Cuplikan kata pengantar dari Zenzi Suhadi, Direktur Eksekutif Nasional WALHI
Setengah abad lebih hutan Indonesia menjadi komoditas. Negara memisahkan pengelolaannya dengan peradaban dan kehidupan masyarakat Indonesia, pasca mengklaim 140an juta daratan Indonesia menjadi kawasan hutan negara, kawasan hutan tersebut diorientasikan menjadi sumber ekonomi berbasis kayu dengan badan usaha menjadi wakil negara menguasainya. Penerbitan izin logging yang tinggi mendorong pembabatan hutan dalam skala bencana.
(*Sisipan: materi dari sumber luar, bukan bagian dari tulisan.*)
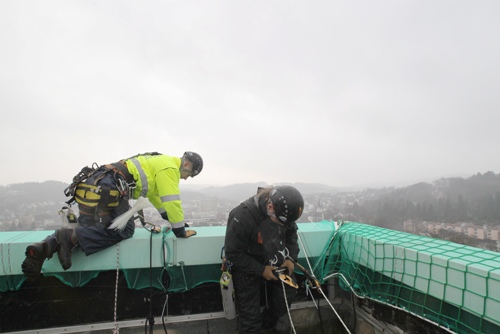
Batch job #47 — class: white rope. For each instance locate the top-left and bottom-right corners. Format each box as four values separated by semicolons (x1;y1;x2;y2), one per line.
297;233;351;334
113;243;120;334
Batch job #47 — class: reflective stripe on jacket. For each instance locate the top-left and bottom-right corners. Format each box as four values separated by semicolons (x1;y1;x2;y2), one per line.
126;154;184;228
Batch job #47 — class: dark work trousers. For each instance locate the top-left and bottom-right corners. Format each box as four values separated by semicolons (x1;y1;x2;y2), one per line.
232;271;296;334
75;171;135;255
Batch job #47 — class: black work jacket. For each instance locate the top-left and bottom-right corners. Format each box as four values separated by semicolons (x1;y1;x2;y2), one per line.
224;196;299;276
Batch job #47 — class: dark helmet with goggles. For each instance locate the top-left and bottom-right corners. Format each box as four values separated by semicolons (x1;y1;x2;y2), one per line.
183;151;203;177
269;186;304;223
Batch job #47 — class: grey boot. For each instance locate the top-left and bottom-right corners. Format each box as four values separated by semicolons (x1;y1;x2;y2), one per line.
55;228;78;270
21;235;59;281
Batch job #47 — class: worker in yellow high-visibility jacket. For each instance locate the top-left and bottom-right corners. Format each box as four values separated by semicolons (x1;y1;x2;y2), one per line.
22;151;203;280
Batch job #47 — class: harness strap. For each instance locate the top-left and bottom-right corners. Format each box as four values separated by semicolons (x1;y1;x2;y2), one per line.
75;183;120;207
104;160;135;184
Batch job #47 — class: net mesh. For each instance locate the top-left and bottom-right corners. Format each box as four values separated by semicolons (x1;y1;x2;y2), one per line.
314;222;500;333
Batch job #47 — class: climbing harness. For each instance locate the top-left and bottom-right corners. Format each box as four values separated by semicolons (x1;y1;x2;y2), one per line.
58;204;78;227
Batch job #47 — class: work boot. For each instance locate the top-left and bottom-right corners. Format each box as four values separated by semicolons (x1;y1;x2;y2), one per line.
21;235;58;281
56;228;76;270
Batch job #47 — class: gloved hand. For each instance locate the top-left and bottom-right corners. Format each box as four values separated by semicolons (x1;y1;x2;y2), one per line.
181;230;196;239
262;266;278;281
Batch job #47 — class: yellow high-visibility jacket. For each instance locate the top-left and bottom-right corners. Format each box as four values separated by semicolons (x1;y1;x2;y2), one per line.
125;154;184;228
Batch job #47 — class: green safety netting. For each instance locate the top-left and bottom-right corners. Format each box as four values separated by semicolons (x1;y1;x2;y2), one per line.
314;222;500;333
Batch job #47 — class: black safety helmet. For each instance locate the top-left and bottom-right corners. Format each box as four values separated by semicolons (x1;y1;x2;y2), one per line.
269;186;304;223
184;151;203;177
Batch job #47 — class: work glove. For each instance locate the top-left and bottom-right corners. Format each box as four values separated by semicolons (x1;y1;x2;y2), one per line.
261;266;278;281
281;259;295;276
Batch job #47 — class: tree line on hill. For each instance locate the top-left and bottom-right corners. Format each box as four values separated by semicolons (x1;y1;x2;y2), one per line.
341;172;500;230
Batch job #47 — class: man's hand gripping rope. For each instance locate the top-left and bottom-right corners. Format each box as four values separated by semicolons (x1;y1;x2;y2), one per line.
279;247;321;288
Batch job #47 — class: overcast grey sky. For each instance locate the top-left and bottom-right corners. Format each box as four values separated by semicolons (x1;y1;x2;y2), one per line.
0;0;500;186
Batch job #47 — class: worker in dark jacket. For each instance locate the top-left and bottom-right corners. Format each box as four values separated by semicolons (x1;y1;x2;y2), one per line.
22;151;203;280
224;186;304;334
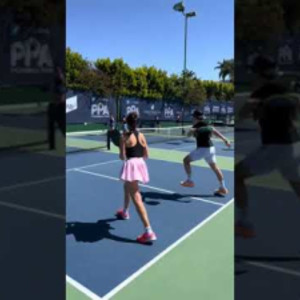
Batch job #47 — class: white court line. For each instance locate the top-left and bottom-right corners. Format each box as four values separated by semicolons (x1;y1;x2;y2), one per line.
102;199;233;300
66;275;102;300
0;201;66;221
67;159;121;172
73;168;224;206
243;261;300;277
0;176;65;192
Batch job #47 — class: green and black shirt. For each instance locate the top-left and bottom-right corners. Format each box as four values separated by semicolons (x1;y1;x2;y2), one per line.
193;121;214;148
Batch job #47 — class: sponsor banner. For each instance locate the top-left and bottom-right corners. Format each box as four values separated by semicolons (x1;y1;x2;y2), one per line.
91;97;110;119
66;96;78;114
67;91;116;124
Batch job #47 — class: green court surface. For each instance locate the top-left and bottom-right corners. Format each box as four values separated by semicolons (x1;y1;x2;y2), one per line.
67;202;234;300
66;283;91;300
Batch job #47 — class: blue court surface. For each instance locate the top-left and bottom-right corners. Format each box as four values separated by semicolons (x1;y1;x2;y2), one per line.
67;137;234;299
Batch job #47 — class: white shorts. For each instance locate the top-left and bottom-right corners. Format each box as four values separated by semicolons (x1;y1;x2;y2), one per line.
241;143;300;181
189;146;217;163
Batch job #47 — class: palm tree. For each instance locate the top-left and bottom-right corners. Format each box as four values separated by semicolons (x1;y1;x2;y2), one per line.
215;59;234;82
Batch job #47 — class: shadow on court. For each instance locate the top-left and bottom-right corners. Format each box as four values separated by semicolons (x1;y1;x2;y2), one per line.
66;218;149;244
141;192;219;205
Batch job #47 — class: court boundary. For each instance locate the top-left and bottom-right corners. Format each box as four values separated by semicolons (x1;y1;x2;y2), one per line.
66;198;234;300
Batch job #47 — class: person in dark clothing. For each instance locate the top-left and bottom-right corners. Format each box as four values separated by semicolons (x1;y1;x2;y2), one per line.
235;55;300;238
181;110;230;196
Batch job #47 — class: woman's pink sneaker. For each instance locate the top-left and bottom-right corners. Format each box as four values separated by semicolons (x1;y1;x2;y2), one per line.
116;209;129;220
136;232;157;244
180;180;195;187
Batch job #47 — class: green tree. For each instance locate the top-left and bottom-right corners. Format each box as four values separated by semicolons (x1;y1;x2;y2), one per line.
215;59;234;82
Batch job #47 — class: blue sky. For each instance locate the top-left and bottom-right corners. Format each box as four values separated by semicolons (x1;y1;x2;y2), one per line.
67;0;234;80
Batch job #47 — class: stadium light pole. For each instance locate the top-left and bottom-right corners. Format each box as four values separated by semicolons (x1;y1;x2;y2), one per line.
173;1;196;73
173;1;196;132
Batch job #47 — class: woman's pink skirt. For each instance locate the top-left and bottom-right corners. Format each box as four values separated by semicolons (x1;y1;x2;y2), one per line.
120;158;149;183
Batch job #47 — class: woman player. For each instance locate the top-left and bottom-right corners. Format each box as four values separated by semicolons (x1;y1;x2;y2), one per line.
181;110;230;196
116;112;157;243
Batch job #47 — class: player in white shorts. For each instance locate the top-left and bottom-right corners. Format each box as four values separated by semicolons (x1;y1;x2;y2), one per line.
181;110;230;196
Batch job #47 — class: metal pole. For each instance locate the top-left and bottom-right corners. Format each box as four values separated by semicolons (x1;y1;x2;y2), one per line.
183;15;188;73
181;14;188;135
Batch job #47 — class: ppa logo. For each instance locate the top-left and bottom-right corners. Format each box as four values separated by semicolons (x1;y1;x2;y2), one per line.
126;105;140;115
165;107;174;118
91;103;109;118
204;105;210;114
10;38;53;73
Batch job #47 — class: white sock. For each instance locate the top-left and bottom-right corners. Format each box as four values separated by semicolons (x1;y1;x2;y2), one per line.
145;226;152;233
220;179;226;189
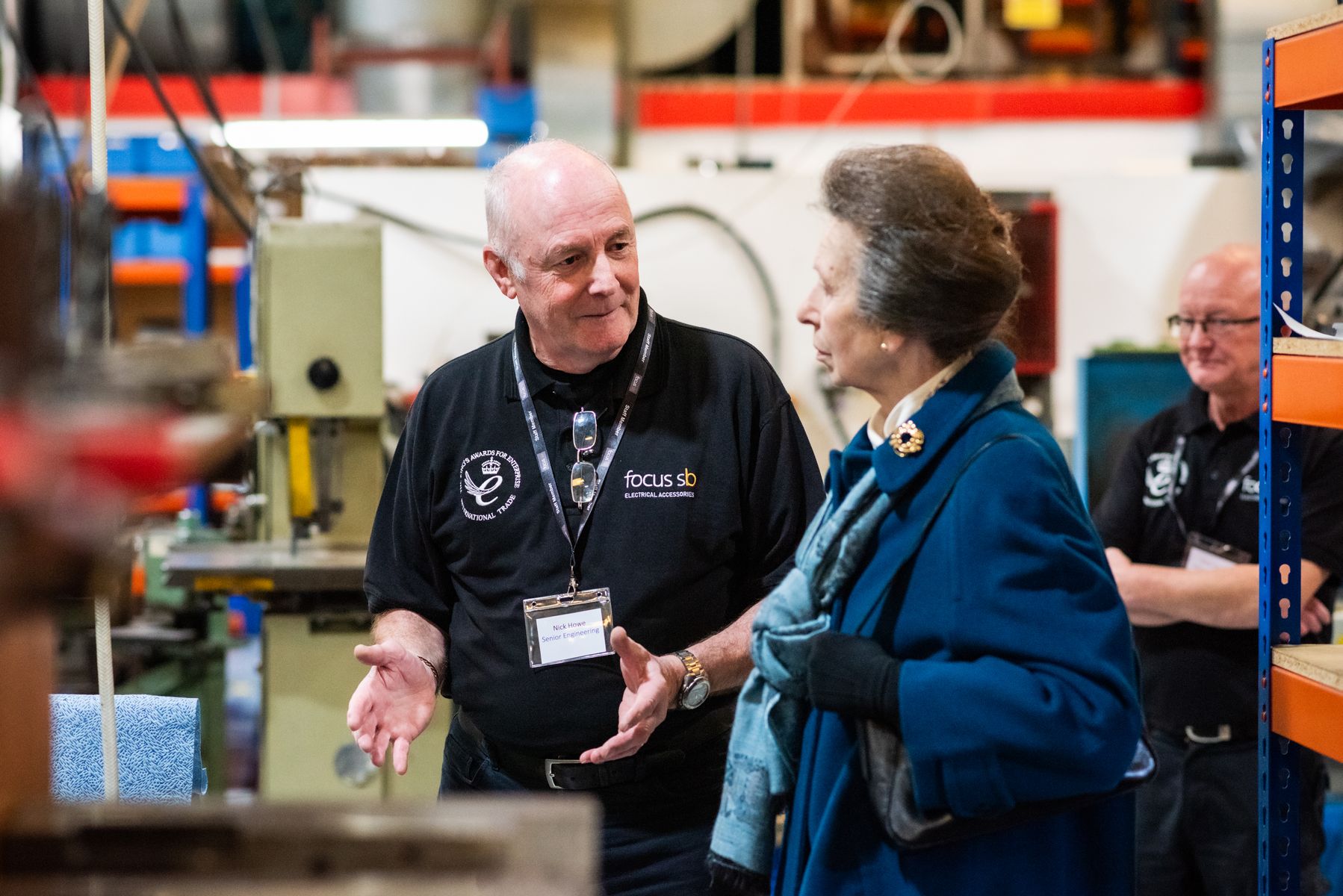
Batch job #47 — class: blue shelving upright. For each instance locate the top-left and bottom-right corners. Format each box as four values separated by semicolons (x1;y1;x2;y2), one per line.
1259;5;1343;896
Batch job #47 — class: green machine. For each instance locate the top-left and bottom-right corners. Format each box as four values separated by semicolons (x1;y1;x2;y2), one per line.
164;219;450;800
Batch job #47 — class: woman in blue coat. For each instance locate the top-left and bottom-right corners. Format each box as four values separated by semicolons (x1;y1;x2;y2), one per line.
710;146;1141;896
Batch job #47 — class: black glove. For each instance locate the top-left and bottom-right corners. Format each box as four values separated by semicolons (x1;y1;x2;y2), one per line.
807;632;900;731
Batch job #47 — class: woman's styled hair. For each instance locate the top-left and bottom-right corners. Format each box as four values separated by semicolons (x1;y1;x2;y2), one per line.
822;144;1022;363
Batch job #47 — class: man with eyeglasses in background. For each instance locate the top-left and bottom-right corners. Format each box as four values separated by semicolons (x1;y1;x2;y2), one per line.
341;141;823;896
1094;246;1343;896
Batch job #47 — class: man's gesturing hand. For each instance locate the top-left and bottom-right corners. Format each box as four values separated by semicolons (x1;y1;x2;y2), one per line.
579;626;685;762
345;639;438;775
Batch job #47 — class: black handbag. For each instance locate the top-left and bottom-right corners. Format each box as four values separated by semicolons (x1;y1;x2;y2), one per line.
857;435;1156;849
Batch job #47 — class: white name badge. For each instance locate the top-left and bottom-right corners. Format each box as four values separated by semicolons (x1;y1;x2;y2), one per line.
522;588;615;669
1182;532;1250;570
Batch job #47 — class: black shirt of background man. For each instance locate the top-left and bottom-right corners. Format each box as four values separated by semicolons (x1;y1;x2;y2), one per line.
364;296;823;756
1094;388;1343;732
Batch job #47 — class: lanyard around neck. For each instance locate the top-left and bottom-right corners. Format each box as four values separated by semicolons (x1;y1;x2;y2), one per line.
513;308;658;592
1166;435;1259;538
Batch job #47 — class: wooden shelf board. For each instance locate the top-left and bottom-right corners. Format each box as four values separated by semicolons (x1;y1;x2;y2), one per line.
1268;7;1343;40
1271;644;1343;762
1274;644;1343;693
1274;336;1343;358
1274;355;1343;430
1274;15;1343;109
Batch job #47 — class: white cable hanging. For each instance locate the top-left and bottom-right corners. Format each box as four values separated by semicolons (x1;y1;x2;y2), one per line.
881;0;966;84
87;0;121;802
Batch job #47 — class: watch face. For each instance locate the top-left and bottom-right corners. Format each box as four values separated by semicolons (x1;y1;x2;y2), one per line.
681;679;709;709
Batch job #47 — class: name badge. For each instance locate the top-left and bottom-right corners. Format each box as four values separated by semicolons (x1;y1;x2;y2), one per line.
1182;532;1250;570
522;588;615;669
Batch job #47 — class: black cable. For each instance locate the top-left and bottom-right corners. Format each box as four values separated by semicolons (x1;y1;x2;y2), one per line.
634;205;783;367
102;0;252;239
168;0;252;178
0;15;79;196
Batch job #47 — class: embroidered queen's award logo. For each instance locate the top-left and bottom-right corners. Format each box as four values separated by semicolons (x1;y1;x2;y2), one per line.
456;449;522;521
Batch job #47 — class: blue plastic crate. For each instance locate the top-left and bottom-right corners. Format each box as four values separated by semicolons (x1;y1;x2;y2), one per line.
475;84;536;143
108;137;138;175
111;217;190;261
141;219;188;258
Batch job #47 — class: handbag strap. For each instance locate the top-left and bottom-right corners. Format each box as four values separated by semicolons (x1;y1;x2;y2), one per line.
855;432;1030;644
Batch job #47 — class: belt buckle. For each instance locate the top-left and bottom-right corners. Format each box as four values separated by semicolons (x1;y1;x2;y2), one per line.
545;759;579;790
1185;726;1232;744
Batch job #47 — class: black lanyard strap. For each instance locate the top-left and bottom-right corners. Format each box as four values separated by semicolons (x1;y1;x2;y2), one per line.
1166;435;1259;540
513;308;658;594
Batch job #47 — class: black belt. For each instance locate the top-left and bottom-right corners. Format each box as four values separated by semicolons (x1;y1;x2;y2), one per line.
456;704;736;790
1153;721;1259;744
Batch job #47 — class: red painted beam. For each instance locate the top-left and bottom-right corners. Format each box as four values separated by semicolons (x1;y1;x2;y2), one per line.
39;75;355;118
639;79;1203;128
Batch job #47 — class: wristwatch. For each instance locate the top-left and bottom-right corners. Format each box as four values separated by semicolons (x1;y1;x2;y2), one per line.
675;650;709;709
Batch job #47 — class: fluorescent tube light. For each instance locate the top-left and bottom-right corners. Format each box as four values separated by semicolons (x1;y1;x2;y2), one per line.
211;118;490;149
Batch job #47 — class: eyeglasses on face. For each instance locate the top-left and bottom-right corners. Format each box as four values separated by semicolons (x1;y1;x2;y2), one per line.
1166;314;1259;338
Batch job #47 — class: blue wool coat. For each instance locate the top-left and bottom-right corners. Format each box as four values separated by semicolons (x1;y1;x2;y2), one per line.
775;344;1143;896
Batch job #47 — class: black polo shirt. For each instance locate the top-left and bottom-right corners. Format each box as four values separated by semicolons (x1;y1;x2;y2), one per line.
1094;388;1343;731
364;297;823;756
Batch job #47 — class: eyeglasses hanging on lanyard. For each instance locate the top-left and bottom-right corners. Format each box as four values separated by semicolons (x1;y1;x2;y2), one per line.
569;411;596;508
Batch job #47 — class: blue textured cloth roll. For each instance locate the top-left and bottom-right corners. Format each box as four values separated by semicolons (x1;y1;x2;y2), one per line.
51;693;205;803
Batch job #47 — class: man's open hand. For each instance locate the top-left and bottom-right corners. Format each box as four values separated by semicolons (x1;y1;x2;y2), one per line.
345;639;438;775
579;626;685;762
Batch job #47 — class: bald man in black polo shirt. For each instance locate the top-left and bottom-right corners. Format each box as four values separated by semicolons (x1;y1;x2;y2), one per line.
1094;246;1343;896
341;141;823;896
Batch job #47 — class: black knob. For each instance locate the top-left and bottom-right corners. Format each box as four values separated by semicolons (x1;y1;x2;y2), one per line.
308;358;340;392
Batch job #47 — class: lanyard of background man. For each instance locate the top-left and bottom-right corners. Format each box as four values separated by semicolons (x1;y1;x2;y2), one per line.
513;308;658;594
1166;435;1259;540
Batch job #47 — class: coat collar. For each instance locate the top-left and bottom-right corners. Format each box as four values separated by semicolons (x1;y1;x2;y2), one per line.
864;341;1020;496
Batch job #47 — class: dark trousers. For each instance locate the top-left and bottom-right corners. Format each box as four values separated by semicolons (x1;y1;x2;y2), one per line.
1138;732;1330;896
438;718;727;896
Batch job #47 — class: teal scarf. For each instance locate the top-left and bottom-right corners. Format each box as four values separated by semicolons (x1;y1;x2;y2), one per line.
709;469;890;889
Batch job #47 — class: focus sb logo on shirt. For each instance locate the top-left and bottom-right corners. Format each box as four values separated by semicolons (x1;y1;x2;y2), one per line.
1143;451;1188;508
624;467;700;498
456;449;522;521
Pasca rezim logging yang menghabisi hutan Indonesia, dimulai tahun 1990 pemerintah melanjutkan kesalahannya dengan memberikan izin pada para pengusaha kebun kayu, melalui izin pemanfaatan hutan untuk Hutan Tanaman Industri (HTI). Tidak hanya berhenti di sana kawasan hutan yang diambil dari Wilayah Kelola Rakyat mulai dilepaskan untuk menjadi perkebunan kelapa sawit, aktivitas tambang pun mulai diperbolehkan dalam kawasan hutan, menggantikan eks konsesi logging, atau bahkan membongkar wilayah hutan yang masih memiliki tutupan baik.
Kesalahan orientasi pemenfaatan hutan, lemahnya penegakan hukum, dan budaya hukum yang terus mengakomodasi pelanggaran, menjadi penyebab utama hilangnya 46% hutan alam Indonesia. Hilangnya hutan-hutan ini telah nyata memberikan daya rusak yang besar dan berkepanjangan bagi alam serta kehidupan rakyat Indonesia. Masyarakat adat dan komunitas local kehilangan kultur dan penghidupannya. Dampak besar meluas bukan hanya menimpa masyarakat di sekitar kerusakan hutan, tetapi menjangkau wilayah lain dalam bentuk bencana ekologis, banjir dan longsor, bahkan dalam skala yang luas berkontribusi besar dalam krisis iklim seperti yang terjadi saat ini.